Following the death of 6-year-old Bobby Colleran in a tragic road accident in 2014 ‘The Bobby Colleran Trust’ was initially established to create awareness campaigns about road safety. With the ultimate aim of preventing further loss of life, the trust advocated for changes in speed limits in school catchment areas (which it achieved), ran road safety assemblies for children and created Bobby Zones under the campaign ‘Slowdown 4 bobby’. Following on from this the trust then established ‘Take Care for Bobby’, a new initiative that seeks to provide free mental health and bereavement services to children and young adults. This campaign was introduced to combat long NHS wait times.
We are launching our centre for health and wellbeing after more than eight years of fundraising. Bobby’s Base, in West Derby, will be delivering free health and wellbeing support to children and young people across the region, which in normal circumstances there is a wait time of approx. 6 months to a 1 year but after COVID these wait times are further extended. Featuring three dedicated therapy rooms, including a group therapy space, the centre will also feature a sensory garden and an informal chat and chill space to provide holistic and diverse mental health treatments and support for children and young people. The base will be a hub for both initiatives.

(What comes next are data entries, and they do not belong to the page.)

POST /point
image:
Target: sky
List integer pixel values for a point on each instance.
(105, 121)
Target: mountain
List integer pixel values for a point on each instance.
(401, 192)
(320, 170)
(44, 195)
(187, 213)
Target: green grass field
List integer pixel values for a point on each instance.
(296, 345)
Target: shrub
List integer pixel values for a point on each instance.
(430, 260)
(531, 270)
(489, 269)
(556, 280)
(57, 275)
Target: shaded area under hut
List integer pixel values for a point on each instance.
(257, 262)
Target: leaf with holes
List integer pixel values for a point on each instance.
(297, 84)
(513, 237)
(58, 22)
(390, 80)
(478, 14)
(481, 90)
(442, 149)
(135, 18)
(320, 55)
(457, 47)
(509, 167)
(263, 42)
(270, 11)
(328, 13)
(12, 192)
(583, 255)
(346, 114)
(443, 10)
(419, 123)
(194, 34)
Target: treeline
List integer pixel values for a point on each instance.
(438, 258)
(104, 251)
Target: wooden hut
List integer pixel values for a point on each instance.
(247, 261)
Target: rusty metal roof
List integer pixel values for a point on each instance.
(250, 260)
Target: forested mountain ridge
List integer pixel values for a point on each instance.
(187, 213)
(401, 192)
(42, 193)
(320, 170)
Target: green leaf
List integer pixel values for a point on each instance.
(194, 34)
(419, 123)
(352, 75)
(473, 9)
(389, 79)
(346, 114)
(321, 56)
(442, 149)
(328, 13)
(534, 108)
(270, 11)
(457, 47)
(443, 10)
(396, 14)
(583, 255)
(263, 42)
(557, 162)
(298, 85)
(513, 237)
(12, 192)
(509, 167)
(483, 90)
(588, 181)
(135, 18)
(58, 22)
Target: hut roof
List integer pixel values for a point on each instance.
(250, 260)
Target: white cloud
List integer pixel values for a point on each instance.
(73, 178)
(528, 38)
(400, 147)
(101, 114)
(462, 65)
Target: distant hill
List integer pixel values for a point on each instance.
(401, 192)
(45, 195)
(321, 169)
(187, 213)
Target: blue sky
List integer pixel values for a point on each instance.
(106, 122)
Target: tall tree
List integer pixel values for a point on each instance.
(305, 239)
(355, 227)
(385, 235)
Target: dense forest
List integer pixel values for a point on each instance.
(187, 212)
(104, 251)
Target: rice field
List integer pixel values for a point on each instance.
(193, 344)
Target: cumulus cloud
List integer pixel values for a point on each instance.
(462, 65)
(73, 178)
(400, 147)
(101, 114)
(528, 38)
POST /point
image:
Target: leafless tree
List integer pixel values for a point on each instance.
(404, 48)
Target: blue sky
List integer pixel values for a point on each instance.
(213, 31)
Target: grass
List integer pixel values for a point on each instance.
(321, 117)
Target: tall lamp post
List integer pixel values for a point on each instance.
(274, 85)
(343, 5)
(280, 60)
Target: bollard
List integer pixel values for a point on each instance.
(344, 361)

‘Slow Down for Bobby’ road safety campaign was launched 2014, when 6-year-old Bobby Colleran was killed in a road accident. The impact on the mental health of Bobby’s siblings led his mother, Joanne, to spearhead both the Bobby Zones and the improvement of bereavement therapy for young people whilst fundraising through the annual Bobby Blue Day, football tournaments and events throughout the year to raise funds to get the centre up and running and provide free counselling to those in need. In the current year the trust has provided 35 school assemblies and 360 counselling sessions. Once the centre is fully up and running this number can be doubled and a lot more children can be helped.
Provide 20 children and families with a min of 10 therapy sessions per family. | £3,000 |
80 people
The family found that child bereavement support counselling was significant in helping the children to better understand their loss and grief and to develop coping strategies to manage anxieties and fears and sadness. Ultimately to find the ability to re-invest in home, school, friends, and football/sports and the potential for fun life has to offer. This is the reasoning behind the trust establishing their own bereavement/counselling services in April 2018. However, we remain restricted to school term as our counsellors currently only provide services on school grounds. Not only is this problematic for children who are suffering outside of term-time and cannot receive treatment, but it also can impact whether some children even come to us for help, as they may not want to publicly acknowledge this in front of their peers. The centre will enable us to provide double the amount of counselling and support without restriction, as well as providing additional longer-term treatments.
The trust has already achieved so much over the past 8 years, the greatest being that we managed to change the law. After much petitioning to parliament, in 2016 the government changed the law and implement a new maximum speed limit in school boundaries across the UK named ‘Bobby Zones’. It is also notable that despite the pandemic we have still become successful in finding a location, acquiring a building, and getting to the point where we are almost at the milestone of having a fully functioning therapy centre by autumn.